Hoolit · 24/07/2014 12:34

No

AmysTiara · 24/07/2014 12:35

I asked before but you havent replied so how old are the children?

If they are 9 then the reasons could be very different to if they are 15 year olds.

FunkyBoldRibena · 24/07/2014 12:35

The point of a pointed message is that there is some sort of point to the message. If it's a random exclusion then no. If there is a point to the exclusion, and to this thread, please let us know and we may or may not agree with you.

HTH.

Bigglesfliesundone · 24/07/2014 12:36

My dd8 has recently been 'missed' from a few parties. Whilst I feel desperately sad about it and have, in fact, cried a lot , I am pretty sure it is because she is a hot tempered little so and so who has actually been a bit nasty this term. It's horrible being the mother of a 'bully' :(. She has been so upset that this may have taught her a bit of a lesson. OT I know but saying from the parents' POV how awful it feels.

We are dealing with it - hopefully things will be better next term :(

wineoclocktimeye · 24/07/2014 12:36

The only message I can see is that the party child and/or mother don't like the 3 children (or possibly their parents).

Hoolit · 24/07/2014 12:37

Posted too soon. No I don't think there is a pointed message.

MoominKoalaAndMiniMoom · 24/07/2014 12:37

This thread is weird. Smacks of being started just for a bit of attention, people clamouring to know what the big secret is, OP blushing and giggling and 'oh I couldn't possibly'.

Yes, you could possibly.

BookABooSue · 24/07/2014 12:37

Oh, well that's all a bit inconclusive then and I'm reconsidering my earlier post. It sends a message if the party-holder is aware they deliberately excluded three, and if they are aware that excluding such a small number could be considered a snub.
Are you going to stop your dc going to the party in solidarity with the Party-Invite-3 ?

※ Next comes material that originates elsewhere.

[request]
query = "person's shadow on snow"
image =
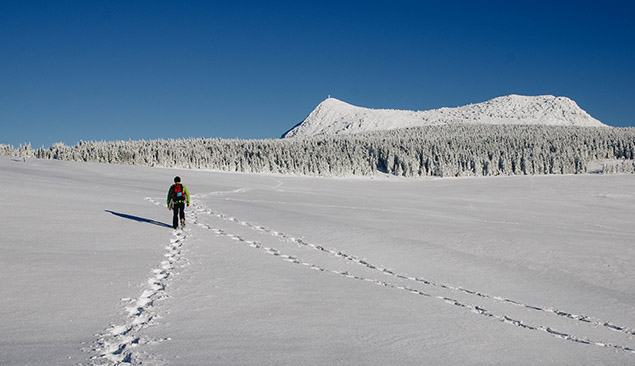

Gileswithachainsaw · 24/07/2014 12:37

Then of course there's the question of whether those children would even want to attend.

I was picked on in school.

I was part of the "reject group" and had other members of the "reject group" for tea/parties :o

Then the in crowd made out they would be friends with my little "reject group" of they weren't friends with me so any invites after that would have been a "no thanks" and a sympathy invite wasbt what I wanted either.

I'd rather be alone than have had friends like that.

Secondary school was better I got my "out crowd" back :o

StillStayingClassySanDiego · 24/07/2014 12:39

Yes it sends a pointed message.

Are you the party mum or are you a parent of one of the party £?

wantacatplease · 24/07/2014 12:39

You say in the OP that it is affecting how you see someone. That makes it sound as if you know what the pointed message is meant to be.

YankNCock · 24/07/2014 12:40

Well, it's a lesson for us all. The presence or absence of party invitations are a stooopid way of communicating messages, pointed or otherwise.

StillStayingClassySanDiego · 24/07/2014 12:40

party 3 not £

NotAnotherPackedLunchBox · 24/07/2014 12:42

OK so not inviting 3 children is probably a pointed message.

Some possible reasons why they are on the host's shitlist could be
-didn't rsvp last year then turned up anyway
-turned up to last year's party with D&V
-turned up to last year's party with an uninvited sibling in tow which the parents got shitty about host not having a place for
-did RSVP last year and host paid for their place only for them not to turn up because they didn't feel like it on the day and didn't bother to let the host know so they could use the place for a sibling

I'm probably projecting a bit at the moment and all thoughts of a party shitlist will be forgotten by the time next year comes around Grin

YankNCock · 24/07/2014 12:45

NAPLB, I feel your pain, I think I'm done with parties and it will just be a few close friends and a cinema/pizza trip next year!

AMumInScotland · 24/07/2014 12:45

On the basis of the information you have given - Yes it gives a pointed message.

However you have not given us any additional information which allows us to judge how biased or unbiased your reporting of the facts might be.

Therefore, you would be U to take our opinions as any kind of 'proof' that you are in the right in this situation, whatever it is.